Przejdź do treści
Przejdź do stopki

Będzie przełom w sprawie PZU?

Treść

Prezes PZU Cezary Stypułkowski, zaufany człowiek Aleksandra Kwaśniewskiego, w najbliższym czasie straci stanowisko. Jego odwołania chce nowy minister skarbu Wojciech Jasiński.

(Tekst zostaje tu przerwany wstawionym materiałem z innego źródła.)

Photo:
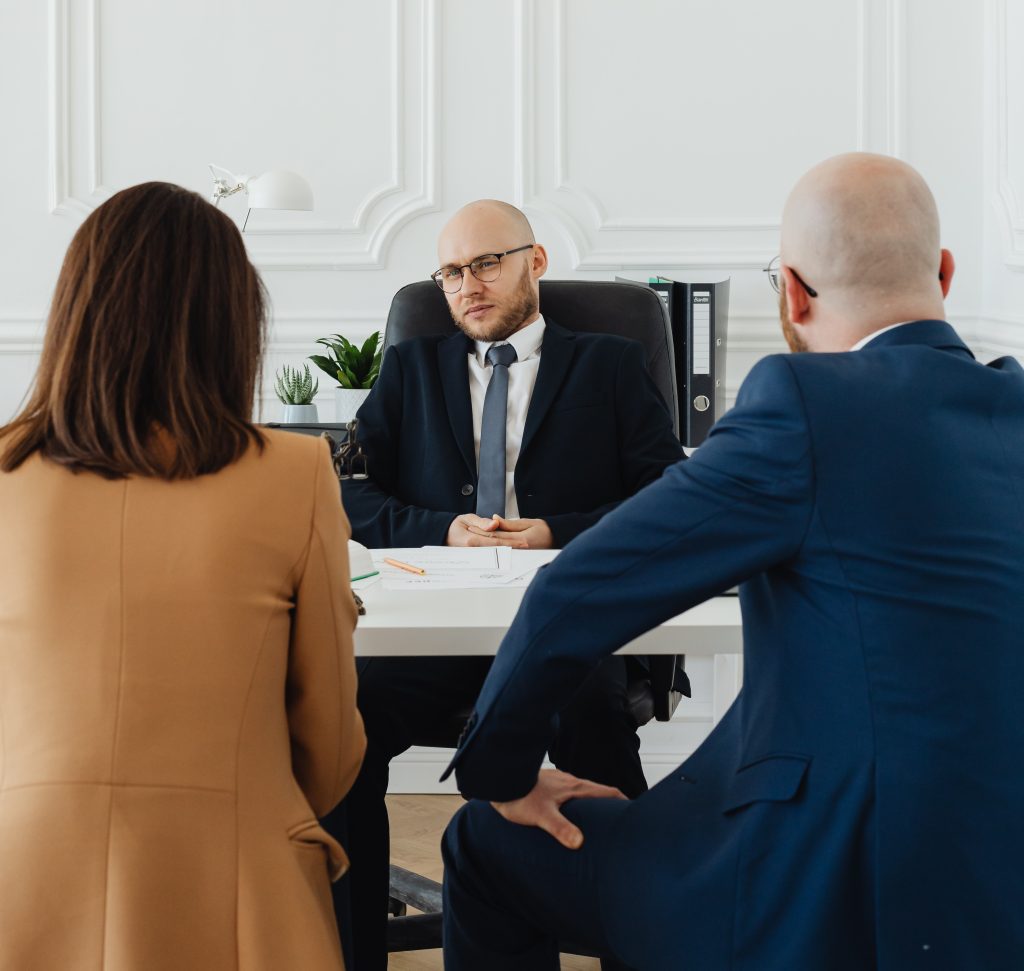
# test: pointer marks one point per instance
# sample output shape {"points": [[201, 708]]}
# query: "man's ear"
{"points": [[539, 265], [797, 299], [946, 269]]}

Zmiana na stanowisku prezesa największej polskiej spółki ubezpieczeniowej może stanowić zapowiedź skierowania do sądu wniosku ministra o stwierdzenie nieważności umowy w sprawie prywatyzacji PZU. Stypułkowski był zwolennikiem ugodowego załatwienia sporu z Eureko.
Cezary Stypułkowski, prezes PZU S.A., w najbliższych dniach pożegna się ze stanowiskiem - dowiedzieliśmy się nieoficjalnie. Jego odwołania chce nowy szef Ministerstwa Skarbu Państwa, Wojciech Jasiński, który przed kilku dniami objął fotel ministra. Stypułkowski jest zdecydowanym zwolennikiem zawarcia ugody między Skarbem Państwa i Eureko. Nowy minister - przeciwnie - myśli o odzyskaniu PZU dla Skarbu Państwa. Odwołanie Stypułkowskiego zostało przesądzone w momencie zmiany na stanowisku szefa resortu skarbu. Poprzedni minister - Andrzej Mikosz - darzył Stypułkowskiego zaufaniem i - jak wynika z listu przekazanego przez prezesa PZU współpracownikom na przełomie 2005 i 2006 roku - nie miał zamiaru dokonywać zmiany na tym stanowisku.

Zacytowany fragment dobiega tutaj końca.